Did you know one of the earliest movie makers was a horror director? There’s a chance you’ve never heard of him, but Georges Méliès is aguably the first horror director. Sure, his films weren’t quite as brutal as the horror of today, but many of the same themes were there. For example, his 1896 film, The Haunted Castle (Le Manoir du diable), features a medieval castle, the Devil, a cauldron, a skeleton, a bat, and an old woman with a stereotypical witch-like appearance. Also, the Devilish figure is warded off by a cross, which would become a trademark aspect of vampire movies (though it already was an established aspect of vampire beliefs).
I have written about Georges Méliès before elsewhere, but here I wish to emphasize his interesting depiction of the Devil, so early in cinematic history. There are (and presumably were) many different interpretations of this particular depiction. Maybe it’s the constraints of the time, but this particular Devil seems to be played for comedic effect as opposed to sheer shock and horror. Essentially then, this was arguably an early piece of comedy-horror. It seems also to make fun of evil and superstitions. If you pay close attention to the action, you’ll surely recognize some classic elements of slapstick. Basically, some of these things could be called gags, and they almost have a “Three Stooges” vibe. Obviously, humor is a very common element to modern horror as well, so Méliès’ film suggests there’s a common element to laughter and fear. Both involve heightened emotions, and both can play off each other in interesting ways.

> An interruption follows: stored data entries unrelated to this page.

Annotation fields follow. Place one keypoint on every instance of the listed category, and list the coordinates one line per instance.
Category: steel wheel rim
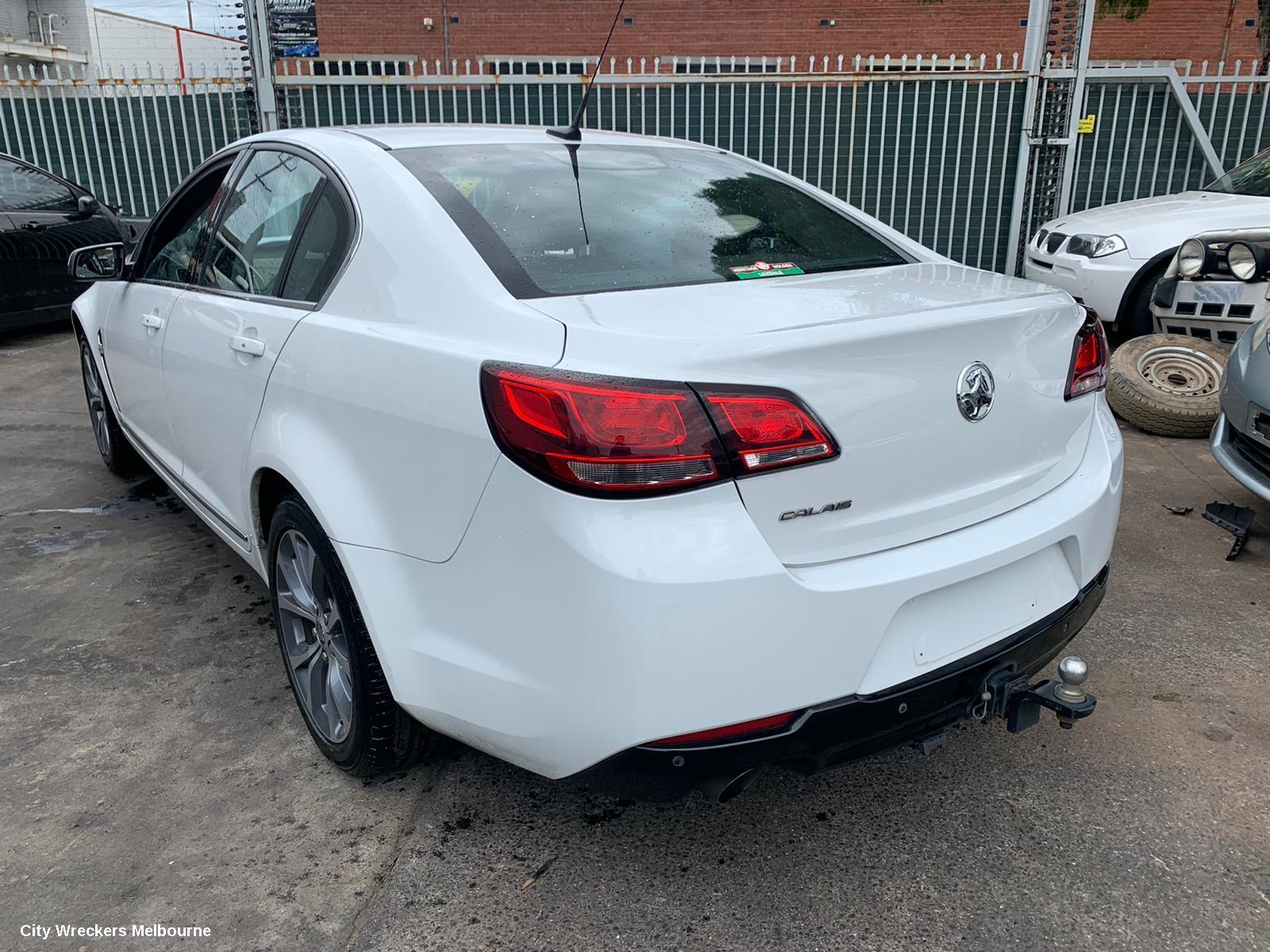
(95, 404)
(314, 638)
(1181, 371)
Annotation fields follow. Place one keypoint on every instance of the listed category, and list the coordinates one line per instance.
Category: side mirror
(97, 263)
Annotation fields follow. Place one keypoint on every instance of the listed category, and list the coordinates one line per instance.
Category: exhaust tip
(724, 790)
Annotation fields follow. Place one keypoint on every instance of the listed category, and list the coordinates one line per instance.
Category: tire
(341, 689)
(1137, 321)
(1168, 384)
(116, 451)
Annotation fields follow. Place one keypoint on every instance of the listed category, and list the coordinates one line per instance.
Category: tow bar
(1006, 695)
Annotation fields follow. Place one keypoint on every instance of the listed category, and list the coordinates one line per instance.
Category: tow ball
(1006, 695)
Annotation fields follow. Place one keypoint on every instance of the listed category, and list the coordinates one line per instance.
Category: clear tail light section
(1090, 359)
(613, 436)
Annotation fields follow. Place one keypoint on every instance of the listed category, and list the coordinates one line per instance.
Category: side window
(171, 245)
(262, 215)
(25, 190)
(319, 251)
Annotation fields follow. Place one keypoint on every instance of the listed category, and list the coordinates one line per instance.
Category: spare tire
(1168, 384)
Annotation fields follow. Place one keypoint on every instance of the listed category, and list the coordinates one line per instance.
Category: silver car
(1241, 438)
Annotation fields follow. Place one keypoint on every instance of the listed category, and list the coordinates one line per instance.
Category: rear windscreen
(571, 220)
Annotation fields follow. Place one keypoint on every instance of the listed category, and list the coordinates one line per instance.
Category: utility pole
(262, 63)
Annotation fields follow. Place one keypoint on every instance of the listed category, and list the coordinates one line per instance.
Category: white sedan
(630, 460)
(1110, 258)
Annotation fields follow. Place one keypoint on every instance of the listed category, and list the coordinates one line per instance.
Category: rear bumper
(851, 727)
(565, 630)
(1245, 457)
(1240, 438)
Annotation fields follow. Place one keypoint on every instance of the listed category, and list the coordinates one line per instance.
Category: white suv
(1110, 258)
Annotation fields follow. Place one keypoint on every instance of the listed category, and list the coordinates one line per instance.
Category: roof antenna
(573, 131)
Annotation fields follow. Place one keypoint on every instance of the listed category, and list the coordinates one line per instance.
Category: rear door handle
(248, 346)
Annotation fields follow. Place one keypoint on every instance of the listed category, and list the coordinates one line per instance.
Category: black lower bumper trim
(848, 729)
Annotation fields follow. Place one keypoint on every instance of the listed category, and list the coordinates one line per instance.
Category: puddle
(150, 490)
(59, 543)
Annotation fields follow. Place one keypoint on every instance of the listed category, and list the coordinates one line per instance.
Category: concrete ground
(154, 767)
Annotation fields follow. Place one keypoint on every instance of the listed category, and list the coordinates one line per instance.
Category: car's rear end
(742, 522)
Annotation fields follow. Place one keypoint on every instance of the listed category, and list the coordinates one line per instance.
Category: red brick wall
(1172, 29)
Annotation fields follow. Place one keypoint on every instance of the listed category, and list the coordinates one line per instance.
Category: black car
(42, 220)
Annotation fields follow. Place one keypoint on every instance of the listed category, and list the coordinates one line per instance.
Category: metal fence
(1143, 145)
(130, 136)
(929, 144)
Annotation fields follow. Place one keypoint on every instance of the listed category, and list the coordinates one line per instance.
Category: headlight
(1095, 245)
(1191, 258)
(1245, 260)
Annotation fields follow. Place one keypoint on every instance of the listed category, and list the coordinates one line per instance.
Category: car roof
(421, 135)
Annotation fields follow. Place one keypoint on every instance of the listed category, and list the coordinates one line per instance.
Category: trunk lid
(878, 355)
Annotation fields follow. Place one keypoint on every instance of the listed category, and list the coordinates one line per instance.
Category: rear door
(283, 232)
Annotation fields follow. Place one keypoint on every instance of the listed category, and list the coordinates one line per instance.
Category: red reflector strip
(761, 459)
(730, 731)
(638, 474)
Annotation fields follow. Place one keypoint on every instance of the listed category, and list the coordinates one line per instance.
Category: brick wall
(1172, 29)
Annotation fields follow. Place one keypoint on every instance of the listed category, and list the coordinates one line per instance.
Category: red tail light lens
(764, 429)
(1090, 359)
(732, 731)
(606, 436)
(601, 436)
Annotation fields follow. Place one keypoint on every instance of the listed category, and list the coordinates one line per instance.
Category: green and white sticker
(764, 270)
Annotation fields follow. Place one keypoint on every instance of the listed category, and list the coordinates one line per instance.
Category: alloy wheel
(95, 403)
(314, 638)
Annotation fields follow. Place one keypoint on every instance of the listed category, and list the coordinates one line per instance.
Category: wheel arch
(1140, 278)
(272, 482)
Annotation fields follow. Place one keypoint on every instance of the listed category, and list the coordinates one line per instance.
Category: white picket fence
(929, 144)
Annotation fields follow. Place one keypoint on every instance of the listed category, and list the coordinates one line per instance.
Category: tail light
(610, 436)
(733, 731)
(1090, 359)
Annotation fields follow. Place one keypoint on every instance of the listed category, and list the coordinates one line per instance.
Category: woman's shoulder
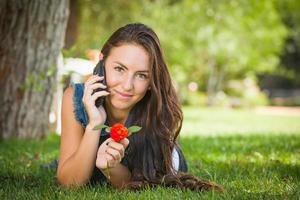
(72, 98)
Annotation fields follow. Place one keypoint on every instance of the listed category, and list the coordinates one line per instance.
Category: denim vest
(82, 117)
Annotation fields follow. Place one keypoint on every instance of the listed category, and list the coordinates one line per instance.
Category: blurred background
(222, 53)
(234, 54)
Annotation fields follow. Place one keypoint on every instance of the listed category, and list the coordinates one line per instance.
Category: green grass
(253, 156)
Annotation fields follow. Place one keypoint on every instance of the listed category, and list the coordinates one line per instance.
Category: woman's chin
(121, 105)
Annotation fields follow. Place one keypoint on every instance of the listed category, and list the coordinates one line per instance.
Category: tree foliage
(208, 42)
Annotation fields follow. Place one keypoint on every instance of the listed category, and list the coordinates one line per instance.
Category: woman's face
(127, 75)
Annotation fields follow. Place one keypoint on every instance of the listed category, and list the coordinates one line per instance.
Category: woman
(139, 92)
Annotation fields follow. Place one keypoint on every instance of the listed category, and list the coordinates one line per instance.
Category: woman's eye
(142, 76)
(119, 69)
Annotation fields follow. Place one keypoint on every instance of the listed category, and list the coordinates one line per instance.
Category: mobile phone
(100, 71)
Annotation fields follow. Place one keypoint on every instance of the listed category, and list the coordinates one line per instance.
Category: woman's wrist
(90, 126)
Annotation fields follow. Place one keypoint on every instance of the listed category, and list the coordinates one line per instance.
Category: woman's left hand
(110, 153)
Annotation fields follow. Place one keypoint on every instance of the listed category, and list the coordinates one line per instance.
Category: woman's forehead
(130, 55)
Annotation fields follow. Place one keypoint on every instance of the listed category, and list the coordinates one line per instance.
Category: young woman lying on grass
(138, 91)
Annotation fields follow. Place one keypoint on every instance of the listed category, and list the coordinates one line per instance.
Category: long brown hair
(149, 154)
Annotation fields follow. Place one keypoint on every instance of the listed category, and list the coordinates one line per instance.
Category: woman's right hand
(96, 115)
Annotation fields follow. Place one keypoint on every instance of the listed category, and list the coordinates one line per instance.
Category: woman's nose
(128, 83)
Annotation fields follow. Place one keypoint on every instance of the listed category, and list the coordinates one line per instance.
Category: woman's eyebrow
(143, 71)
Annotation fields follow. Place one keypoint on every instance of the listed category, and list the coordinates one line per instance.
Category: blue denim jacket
(82, 116)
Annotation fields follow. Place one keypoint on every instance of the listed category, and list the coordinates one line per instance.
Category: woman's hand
(110, 153)
(96, 115)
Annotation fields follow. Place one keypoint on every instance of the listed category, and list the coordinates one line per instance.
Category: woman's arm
(118, 175)
(78, 148)
(109, 156)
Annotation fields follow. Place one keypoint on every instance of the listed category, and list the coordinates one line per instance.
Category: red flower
(118, 132)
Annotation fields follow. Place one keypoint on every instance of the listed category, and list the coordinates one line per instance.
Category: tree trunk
(32, 34)
(215, 81)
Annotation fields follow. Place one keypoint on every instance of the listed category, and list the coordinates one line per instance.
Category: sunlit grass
(218, 144)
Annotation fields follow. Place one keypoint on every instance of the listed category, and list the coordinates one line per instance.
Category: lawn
(254, 156)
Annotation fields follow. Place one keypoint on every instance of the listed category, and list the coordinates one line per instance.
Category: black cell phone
(100, 71)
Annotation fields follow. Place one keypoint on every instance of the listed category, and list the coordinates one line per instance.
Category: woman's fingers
(93, 79)
(124, 142)
(117, 146)
(99, 94)
(114, 153)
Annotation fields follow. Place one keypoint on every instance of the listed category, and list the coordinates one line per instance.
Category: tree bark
(31, 36)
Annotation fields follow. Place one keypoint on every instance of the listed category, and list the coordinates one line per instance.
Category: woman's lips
(124, 95)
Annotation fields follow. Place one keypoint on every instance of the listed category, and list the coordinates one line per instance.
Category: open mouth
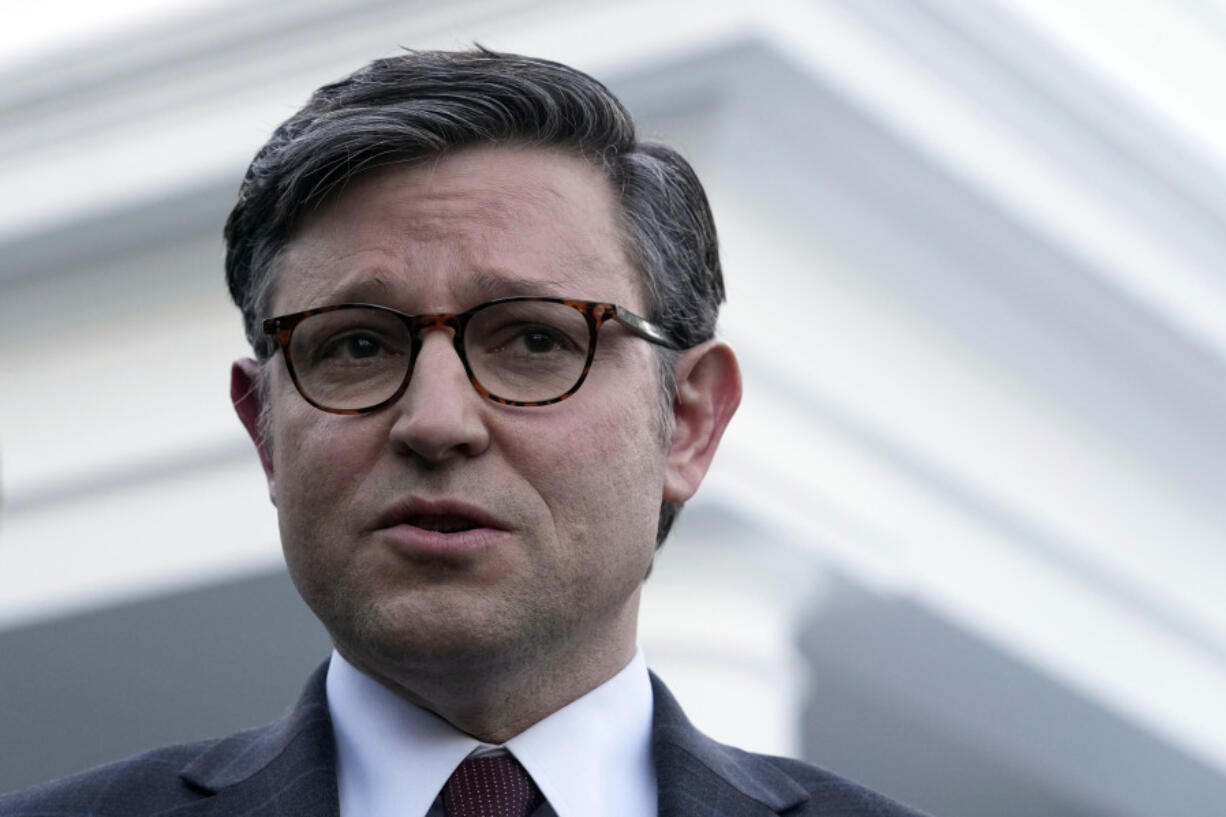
(443, 523)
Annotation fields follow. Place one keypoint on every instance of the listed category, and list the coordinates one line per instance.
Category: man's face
(564, 498)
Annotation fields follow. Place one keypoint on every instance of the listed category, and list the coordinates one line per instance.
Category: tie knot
(494, 785)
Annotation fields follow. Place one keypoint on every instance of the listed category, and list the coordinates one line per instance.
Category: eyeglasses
(522, 351)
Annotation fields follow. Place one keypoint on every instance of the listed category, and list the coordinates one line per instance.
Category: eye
(352, 346)
(537, 340)
(361, 346)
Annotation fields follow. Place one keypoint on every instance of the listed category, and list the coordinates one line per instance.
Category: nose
(440, 415)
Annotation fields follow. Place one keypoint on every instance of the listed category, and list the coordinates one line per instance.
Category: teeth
(443, 524)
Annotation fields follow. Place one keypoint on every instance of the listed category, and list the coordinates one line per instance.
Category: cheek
(318, 461)
(601, 475)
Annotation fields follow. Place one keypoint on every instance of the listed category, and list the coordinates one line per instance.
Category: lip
(394, 524)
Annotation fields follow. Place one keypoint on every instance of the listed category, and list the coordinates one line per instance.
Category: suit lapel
(287, 769)
(696, 775)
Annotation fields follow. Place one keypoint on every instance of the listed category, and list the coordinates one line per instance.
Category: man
(484, 382)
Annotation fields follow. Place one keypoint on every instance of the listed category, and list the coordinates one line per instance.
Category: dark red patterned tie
(494, 785)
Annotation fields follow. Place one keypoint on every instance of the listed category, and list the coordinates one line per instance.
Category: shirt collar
(590, 758)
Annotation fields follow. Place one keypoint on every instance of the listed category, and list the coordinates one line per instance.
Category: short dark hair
(421, 104)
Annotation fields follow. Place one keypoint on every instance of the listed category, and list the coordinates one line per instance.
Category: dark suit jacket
(287, 769)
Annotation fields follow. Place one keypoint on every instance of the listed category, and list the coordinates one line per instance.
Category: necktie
(494, 785)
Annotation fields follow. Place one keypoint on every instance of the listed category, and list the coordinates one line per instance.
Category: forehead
(473, 225)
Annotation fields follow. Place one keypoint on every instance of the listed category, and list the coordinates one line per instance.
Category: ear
(248, 404)
(708, 394)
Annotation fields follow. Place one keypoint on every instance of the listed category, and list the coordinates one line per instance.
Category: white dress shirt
(591, 758)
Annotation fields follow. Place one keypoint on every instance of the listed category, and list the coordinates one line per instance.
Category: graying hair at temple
(421, 104)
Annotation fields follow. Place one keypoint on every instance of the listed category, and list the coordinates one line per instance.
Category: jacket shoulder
(133, 786)
(833, 795)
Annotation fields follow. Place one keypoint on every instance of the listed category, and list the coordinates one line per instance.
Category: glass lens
(527, 350)
(351, 358)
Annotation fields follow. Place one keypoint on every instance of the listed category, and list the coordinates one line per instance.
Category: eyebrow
(484, 285)
(487, 285)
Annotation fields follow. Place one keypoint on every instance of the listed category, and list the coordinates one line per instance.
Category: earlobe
(708, 395)
(248, 401)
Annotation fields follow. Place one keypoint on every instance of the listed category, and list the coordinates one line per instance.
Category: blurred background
(964, 541)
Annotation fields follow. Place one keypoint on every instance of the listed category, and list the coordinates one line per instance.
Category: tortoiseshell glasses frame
(595, 314)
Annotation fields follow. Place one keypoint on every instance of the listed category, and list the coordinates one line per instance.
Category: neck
(495, 698)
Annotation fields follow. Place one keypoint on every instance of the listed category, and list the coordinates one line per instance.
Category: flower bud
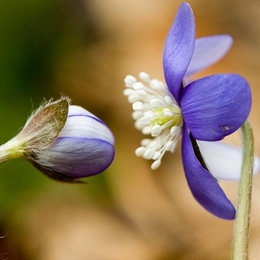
(64, 142)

Similarly, the themes of good and evil easily feed into one another. There’s a common conception in horror that you can’t have light without darkness. Then again, that’s not just about horror, but possibly everyday experience. As much as we try to appreciate the good in life, we sometimes must observe and deal with evil or crazy things, including our own “dark” thoughts. I think horror can help us navigate this process safely, even though it’s accused of leading people astray. No doubt the early filmmakers faced such criticisms, and would still face them by modern viewers. Still, The Haunted Castle takes the good with the bad, as evil is thwarted in a short period of time, and peace is restored through some impressive early cinematic trickery.
So, if anyone ever mentions Georges Méliès as an influential science fiction filmmaker, tell them about The Haunted Castle and how he was an early innovator in the horror genre, too. While he’ll always be more recognized for iconic scenes from A Trip to the Moon (1902), The Haunted Castle should probably get more recognition as an early milestone in horror cinema.